Happy Thanksgiving!

HAPPY THANKSGIVING!! I am sitting here writing this while on break because that’s what veterinary students do on break. We work. But have no fear, we do a lot of other fun things to! I was especially looking forward to this break because of one thing I severely lack in veterinary school, and that is sleep. Want to know what I am doing this break? Sleeping, eating, watching TV, and sleeping. There are even some naps I already have planned.

You might be asking, “Aren’t finals just around the corner?” Well, yes, yes they are. But who can think about finals when you have turkey, mashed potatoes, stuffing, sweet potatoes, and rolls sitting on the table. There are also many football games to be watched this weekend. Worrying about finals will just have to wait until Monday. I will share with you one very cool wet lab I was able to attend this past month. A wet lab is basically a hands on animal lab.

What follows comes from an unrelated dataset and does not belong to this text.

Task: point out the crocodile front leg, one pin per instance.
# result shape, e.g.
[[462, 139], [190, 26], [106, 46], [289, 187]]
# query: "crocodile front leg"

If you read my last post, I talked about my trip to South Africa, where I was able to work with the wild animals there. Ever since that trip I have been wanting to work with wildlife here in the United States. I was given the opportunity to work with one of our own deer here on campus. We had to de-antler him. We de-antler them so that they do not fight with each other, get caught on things, or fight with the fence. It is all about the animal’s safety and there is no pain associated with the procedure. We bring him into a small enclosed area so that the veterinarian can administer a dart to give the sedatives. Then, once he is down we all move into the area and monitor breathing, administer oxygen, and check pulse. We are always monitoring the animals and taking records to make sure everything is going smoothly. I was chosen to administer some vaccines! Then, two students were chosen to take a strong wire and cut through near the base of the antler. Once this was done we administered the reversal agents to wake him up and made sure that he was fully mobile and alert before releasing him back into his pen.

There is a lot of planning that goes into these procedures before you even bring the animal up to the holding area. WE have to make sure to have the right drugs, equipment, and anything we might need in case something goes wrong. Working with wild animals even in a controlled environment can be dangerous, and one must always be prepared.